Thursday, March 19, 2009



Spring Time In The Desert

I've made the drive between LA and Phoenix dozens of times now. It's only just now dawned on me that until recently, I had never made that drive in spring before.

This past weekend I made a drive home for a couple days. I needed to do my taxes, and my grandfather is my accountant. I also wanted to see my family, and pick up a few things that I had left behind.

On my way out to Phoenix I left in the evening, and by the time I got out to the desert it was pitch black, so I didn't notice anything. But on the way back home to LA...

You know those silly cliched scenes that you see in the movies and TV when two characters that are romantically linked are running towards each other in slow motion in a gorgeous field of flowers? I felt like I was driving through that... but replace the cheesey romance music with my Ipod blasting Blitzen Trapper, The Sparks and Queens Of The Stone Age.

Densely packed bursts of school-bus-yellow flowers lined the freeway for miles and miles on end. There was a sprinkling of some smaller purple flowers too, but the golden bursts was what really caught the eye.

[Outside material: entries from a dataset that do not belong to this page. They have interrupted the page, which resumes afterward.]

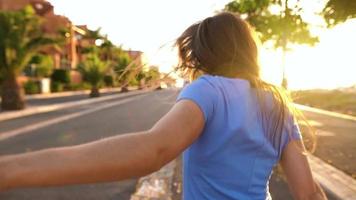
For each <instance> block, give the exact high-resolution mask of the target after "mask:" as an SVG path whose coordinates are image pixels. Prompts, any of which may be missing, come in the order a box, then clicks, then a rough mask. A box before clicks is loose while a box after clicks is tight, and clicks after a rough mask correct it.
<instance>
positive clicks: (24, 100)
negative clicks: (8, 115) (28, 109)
mask: <svg viewBox="0 0 356 200" xmlns="http://www.w3.org/2000/svg"><path fill="white" fill-rule="evenodd" d="M24 108H25V92H24V89H23V88H22V86H21V84H20V83H19V82H18V80H17V78H16V76H15V75H14V74H9V75H8V76H7V77H6V78H5V79H4V80H3V82H2V94H1V109H2V110H22V109H24Z"/></svg>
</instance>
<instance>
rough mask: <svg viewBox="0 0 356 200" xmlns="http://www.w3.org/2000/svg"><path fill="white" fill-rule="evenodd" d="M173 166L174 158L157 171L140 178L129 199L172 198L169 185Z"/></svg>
mask: <svg viewBox="0 0 356 200" xmlns="http://www.w3.org/2000/svg"><path fill="white" fill-rule="evenodd" d="M175 166H176V160H173V161H172V162H170V163H168V164H167V165H165V166H164V167H163V168H162V169H160V170H159V171H157V172H154V173H152V174H150V175H148V176H145V177H142V178H140V179H139V180H138V183H137V185H136V192H135V193H134V194H133V195H131V198H130V200H153V199H154V200H172V191H171V186H172V182H173V174H174V167H175Z"/></svg>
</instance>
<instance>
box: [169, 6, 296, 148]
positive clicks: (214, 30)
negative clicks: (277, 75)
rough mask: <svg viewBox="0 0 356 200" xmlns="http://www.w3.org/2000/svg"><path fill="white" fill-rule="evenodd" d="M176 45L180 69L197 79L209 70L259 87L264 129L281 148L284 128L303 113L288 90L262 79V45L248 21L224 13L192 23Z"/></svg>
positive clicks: (186, 29)
mask: <svg viewBox="0 0 356 200" xmlns="http://www.w3.org/2000/svg"><path fill="white" fill-rule="evenodd" d="M176 45H177V47H178V54H179V59H180V62H179V65H178V70H180V71H183V72H185V73H188V74H190V75H191V77H193V79H194V78H196V77H197V76H198V75H199V74H204V73H205V74H210V75H218V76H224V77H229V78H242V79H246V80H248V81H249V82H250V85H251V87H253V88H256V92H257V98H258V100H259V105H260V107H261V115H262V122H263V128H264V131H265V132H266V133H267V135H268V137H269V139H270V141H271V143H272V144H273V146H274V147H275V148H276V149H280V148H281V145H282V144H281V143H282V142H281V140H282V132H283V129H284V128H286V127H287V129H288V126H286V125H287V124H285V122H286V119H287V118H288V116H292V117H293V118H295V116H302V114H301V113H299V112H298V111H297V110H296V109H294V107H293V104H292V103H291V100H290V98H289V96H288V95H287V92H286V91H284V90H283V89H282V88H280V87H277V86H274V85H272V84H269V83H267V82H265V81H263V80H262V79H261V76H260V66H259V63H258V48H257V44H256V42H255V38H254V36H253V31H252V30H251V28H250V26H249V24H248V23H247V22H245V21H244V20H243V19H241V18H240V17H239V16H238V15H235V14H232V13H228V12H223V13H220V14H217V15H215V16H213V17H209V18H206V19H205V20H203V21H201V22H199V23H196V24H193V25H192V26H190V27H189V28H188V29H186V30H185V31H184V32H183V34H182V35H181V36H180V37H179V38H178V39H177V41H176ZM266 92H269V93H271V94H272V97H273V104H274V105H273V108H272V109H268V108H267V103H266V102H267V100H266V97H265V96H266V95H265V94H263V93H266ZM295 121H297V120H296V119H295ZM290 128H291V127H289V129H290ZM288 132H289V133H290V132H291V130H288ZM278 152H280V151H278Z"/></svg>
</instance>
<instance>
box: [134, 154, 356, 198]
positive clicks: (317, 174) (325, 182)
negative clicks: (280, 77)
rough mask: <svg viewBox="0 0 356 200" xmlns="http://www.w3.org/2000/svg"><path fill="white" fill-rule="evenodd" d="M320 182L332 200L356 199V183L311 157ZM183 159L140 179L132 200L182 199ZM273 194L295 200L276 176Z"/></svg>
mask: <svg viewBox="0 0 356 200" xmlns="http://www.w3.org/2000/svg"><path fill="white" fill-rule="evenodd" d="M309 161H310V165H311V168H312V171H313V175H314V177H315V178H316V180H317V181H318V182H319V183H320V184H321V186H322V187H323V188H324V190H325V192H326V194H327V196H328V198H329V200H339V199H340V200H355V199H356V180H354V179H352V178H351V177H349V176H347V175H346V174H345V173H343V172H341V171H339V170H337V169H335V168H334V167H332V166H331V165H329V164H326V163H325V162H323V161H321V160H320V159H318V158H316V157H314V156H309ZM181 176H182V175H181V160H180V158H178V159H176V160H174V161H172V162H171V163H169V164H168V165H166V166H164V167H163V168H162V169H161V170H159V171H157V172H155V173H152V174H150V175H148V176H145V177H143V178H141V179H139V181H138V183H137V186H136V192H135V193H134V194H133V195H132V196H131V199H130V200H181V195H182V179H181ZM271 184H272V186H270V187H271V188H270V191H271V195H272V197H273V198H274V199H276V200H280V199H283V200H287V199H292V195H291V194H290V192H289V189H288V186H287V183H286V182H285V180H284V179H283V178H282V177H280V175H278V173H274V175H273V176H272V178H271V181H270V185H271Z"/></svg>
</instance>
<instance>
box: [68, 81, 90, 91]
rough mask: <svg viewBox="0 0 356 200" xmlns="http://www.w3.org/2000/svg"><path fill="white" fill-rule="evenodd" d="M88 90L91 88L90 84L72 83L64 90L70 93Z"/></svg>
mask: <svg viewBox="0 0 356 200" xmlns="http://www.w3.org/2000/svg"><path fill="white" fill-rule="evenodd" d="M90 88H91V86H90V84H88V83H86V82H81V83H74V84H69V85H66V86H65V90H70V91H78V90H88V89H90Z"/></svg>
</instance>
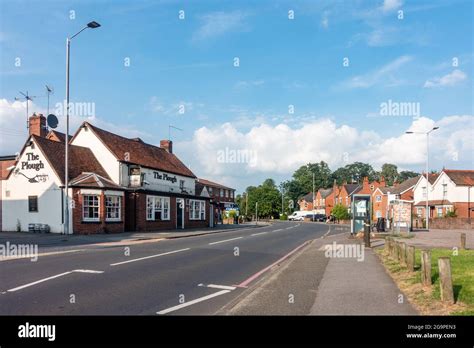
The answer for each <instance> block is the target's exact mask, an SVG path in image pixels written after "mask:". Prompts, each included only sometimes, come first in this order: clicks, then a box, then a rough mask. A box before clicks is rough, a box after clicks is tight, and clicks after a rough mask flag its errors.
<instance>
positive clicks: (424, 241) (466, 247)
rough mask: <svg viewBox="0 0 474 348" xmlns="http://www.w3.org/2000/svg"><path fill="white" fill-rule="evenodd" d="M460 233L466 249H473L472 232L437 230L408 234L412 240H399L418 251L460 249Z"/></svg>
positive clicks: (417, 232) (471, 231) (472, 235)
mask: <svg viewBox="0 0 474 348" xmlns="http://www.w3.org/2000/svg"><path fill="white" fill-rule="evenodd" d="M461 233H465V234H466V248H467V249H474V230H438V229H436V230H435V229H431V230H429V231H426V230H425V231H415V232H410V235H412V236H414V237H413V238H401V239H400V240H402V241H403V242H405V243H406V244H407V245H413V246H415V247H416V248H419V249H430V248H446V249H452V248H454V247H460V244H461Z"/></svg>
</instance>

They were so thickly packed in along the edge of the pavement itself that you couldn't see the edge at all or even the soil the bush was growing out of. Each bush was covered with literally hundreds and hundreds of tiny flowers and, in most cases, was on top of the bush next to it. Some were only a few inches tall, others couldn't be smaller than four feet, and all of them happily hugging it's neighbor to get a better view of the only thing of interest: passing motorists.

After taking this in for a bit, I started to notice something funny. I looked out further at the rest of the landscape, and there was merely an occasional dot of gold here or there. It was sparse on the school bus flowery bushes. There was plenty of scraggly green brush, and stick-skinny trees, and several varieties of cactus, but very few golden flower bushes.

It was as though the majority of the flowers were precocious little four-year-olds clamoring and crowding for the attention of passing cars, blooming with all their might and shouting "Look what I can do! Look what I can do!"

1 comment:

  1. As pretty as it is, it tends to remind how much the desert looks like death the rest of the year. Makes me pine for less arid climes.